Are any estimates to move the Semiahmoo Peninsula's waterfront rail lines more than just a guess?

Best guesses are just that – guesses.

When BNSF officials tell a Canadian parliamentary committee that moving White Rock and South Surrey’s waterfront rail route inland will cost “billions,” it is – as South Surrey-White Rock Conservative MP and committee member Dianne Watts rightly pointed out to Peace Arch News, and BNSF freely admitted – a figure pulled from the air.

But are the only other estimates – produced at a community forum initiated by then-Surrey-mayor Watts in November 2013 – any less of a guess?

Those estimates pegged the cost, then, at somewhere in the $350-450 million range. But with all due respect to the city staff who produced these figures, it’s likely they were not the result of any detailed engineering study.

If the BNSF, with all its resources, hasn’t even begun to do this kind of analysis – as was clearly evident from comments senior railway management who appeared before the Standing Committee on Transport, Infrastructure and Communities in Ottawa last week – it’s a fair bet that the two cities haven’t ponied-up for a serious engineering study either.

The fact is – whether you stand for or against rail relocation – no one has yet begun to do the all-important math on the proposition. At this point, it’s all guesswork.

On this basis we’d be willing to grant an edge to those actually in the business of building, running and upgrading railways – even taking into account BNSF’s evident reluctance, to date, to even contemplate the idea of relocation.
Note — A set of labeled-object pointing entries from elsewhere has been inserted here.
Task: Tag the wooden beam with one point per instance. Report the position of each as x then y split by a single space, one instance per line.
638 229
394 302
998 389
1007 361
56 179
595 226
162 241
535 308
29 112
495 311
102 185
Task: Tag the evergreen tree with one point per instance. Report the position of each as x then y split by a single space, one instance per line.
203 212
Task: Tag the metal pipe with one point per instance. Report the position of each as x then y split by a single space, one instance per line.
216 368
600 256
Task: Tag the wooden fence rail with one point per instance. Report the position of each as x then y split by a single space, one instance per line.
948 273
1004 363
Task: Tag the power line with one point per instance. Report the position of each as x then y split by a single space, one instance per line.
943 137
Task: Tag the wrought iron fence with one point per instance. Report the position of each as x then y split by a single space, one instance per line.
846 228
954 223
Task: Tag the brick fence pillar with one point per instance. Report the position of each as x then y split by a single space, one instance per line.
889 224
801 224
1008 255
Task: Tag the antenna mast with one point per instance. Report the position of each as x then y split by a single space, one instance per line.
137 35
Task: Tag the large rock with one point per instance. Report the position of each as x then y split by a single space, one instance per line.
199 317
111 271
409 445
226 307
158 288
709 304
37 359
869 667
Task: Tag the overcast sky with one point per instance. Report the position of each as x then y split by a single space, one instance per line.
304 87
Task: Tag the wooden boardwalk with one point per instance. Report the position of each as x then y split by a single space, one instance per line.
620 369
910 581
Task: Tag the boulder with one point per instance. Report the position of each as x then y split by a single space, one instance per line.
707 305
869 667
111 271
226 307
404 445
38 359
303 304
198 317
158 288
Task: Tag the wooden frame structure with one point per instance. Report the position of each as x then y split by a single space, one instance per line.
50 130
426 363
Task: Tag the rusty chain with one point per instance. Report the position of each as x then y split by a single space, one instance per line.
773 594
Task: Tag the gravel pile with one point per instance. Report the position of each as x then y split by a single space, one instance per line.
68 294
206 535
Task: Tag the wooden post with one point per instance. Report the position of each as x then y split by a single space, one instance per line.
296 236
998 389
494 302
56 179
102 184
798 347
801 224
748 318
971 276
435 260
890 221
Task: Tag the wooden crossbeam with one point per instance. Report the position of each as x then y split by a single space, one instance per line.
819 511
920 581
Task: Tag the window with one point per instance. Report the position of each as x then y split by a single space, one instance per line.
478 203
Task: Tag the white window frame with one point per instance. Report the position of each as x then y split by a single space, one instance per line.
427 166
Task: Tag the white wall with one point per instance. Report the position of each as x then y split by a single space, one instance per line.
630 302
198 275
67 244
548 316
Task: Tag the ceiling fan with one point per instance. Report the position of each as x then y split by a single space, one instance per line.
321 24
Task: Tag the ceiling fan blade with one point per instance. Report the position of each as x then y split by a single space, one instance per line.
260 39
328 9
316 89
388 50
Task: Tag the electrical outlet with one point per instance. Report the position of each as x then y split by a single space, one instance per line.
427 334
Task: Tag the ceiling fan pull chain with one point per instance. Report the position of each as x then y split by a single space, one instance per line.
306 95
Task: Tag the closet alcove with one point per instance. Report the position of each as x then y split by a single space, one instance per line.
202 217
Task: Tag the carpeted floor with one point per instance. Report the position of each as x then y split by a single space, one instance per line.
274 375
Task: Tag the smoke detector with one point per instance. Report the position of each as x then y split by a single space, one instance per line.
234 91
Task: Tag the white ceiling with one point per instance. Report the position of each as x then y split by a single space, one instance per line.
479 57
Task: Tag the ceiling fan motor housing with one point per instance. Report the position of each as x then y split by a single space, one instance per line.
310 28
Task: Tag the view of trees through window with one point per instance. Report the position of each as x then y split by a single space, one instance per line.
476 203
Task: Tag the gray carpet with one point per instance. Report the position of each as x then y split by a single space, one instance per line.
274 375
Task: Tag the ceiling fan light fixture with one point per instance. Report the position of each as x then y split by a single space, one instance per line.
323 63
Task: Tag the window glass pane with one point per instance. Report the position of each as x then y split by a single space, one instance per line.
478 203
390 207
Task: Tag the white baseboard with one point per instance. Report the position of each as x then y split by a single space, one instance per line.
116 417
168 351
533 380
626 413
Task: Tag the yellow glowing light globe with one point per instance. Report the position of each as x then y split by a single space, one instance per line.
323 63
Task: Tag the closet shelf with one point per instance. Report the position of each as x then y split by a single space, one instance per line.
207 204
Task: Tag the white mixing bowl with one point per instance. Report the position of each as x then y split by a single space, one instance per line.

In the absence of an exhaustive engineering study of this particular terrain, best guesses by outsiders, right now, are based on comparisons with other similar rail-line work done by BNSF elsewhere. But the railway advises such comparisons are deceptive.

Relocation has been a topic of discussion for years, of course, but it’s interesting that it is only now – with the investigation of the Standing Committee – that BNSF is saying it would be prepared to look at the idea.

It begs the question of what work elected officials of Surrey and White Rock have actually done on the issue to this point.